Что же касалось похищения компьютера, то там все заглохло еще раньше, после того как Минин улегся в больницу со своей дистонией. Собственно говоря, служебное расследование было проведено, но выявило лишь халатность милицейской охраны Генеральной прокуратуры
В один из дней, когда мы мучительно искали пути продолжения следствия по делу Бэби, в кабинете зазвонил телефон, и я, подняв трубку, услышал голос Кости Меркулова.
— Как вы там? — спросил он устало.
— Вашими молитвами, гражданин начальник, — сказал я. — Могу ли я поверить? Неужто это сам член президентской комиссии нас осчастливил?
— Я прочитал твой рапорт, — сказал Костя. — Только он опоздал, к сожалению. Кажется, я совершил большую глупость, когда согласился работать в этой комиссии.

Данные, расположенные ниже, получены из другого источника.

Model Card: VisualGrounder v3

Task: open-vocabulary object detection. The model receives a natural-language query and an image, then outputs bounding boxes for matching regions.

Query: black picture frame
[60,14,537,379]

— Почему глупость? — спросил я, внутренне с ним полностью соглашаясь.
— Потому что я тут стал помощником режиссера, — сказал он. — Занимаюсь не своим делом. Ты уже знаешь про Собко?
Я похолодел.
— Что Собко?
— Умер.
— Не может быть! — воскликнул я. — Когда?
— Позавчера, — отвечал Меркулов. — Оказывается, у него рак.
— Костя, — сказал я взволнованно. — Я там в рапорте не написал, но когда он от нас уходил, то предупредил, что умирать не собирается и всякий несчастный случай с ним следует рассматривать как умышленное убийство.
Костя помолчал.
— Мне сказали, там ясный и окончательный диагноз, — проговорил он наконец.
— Его уже похоронили?
— Похороны завтра. Организуй судмедэкспертизу, Саша. Съезди к его семье, поговори. Если был рак, они не могли не знать.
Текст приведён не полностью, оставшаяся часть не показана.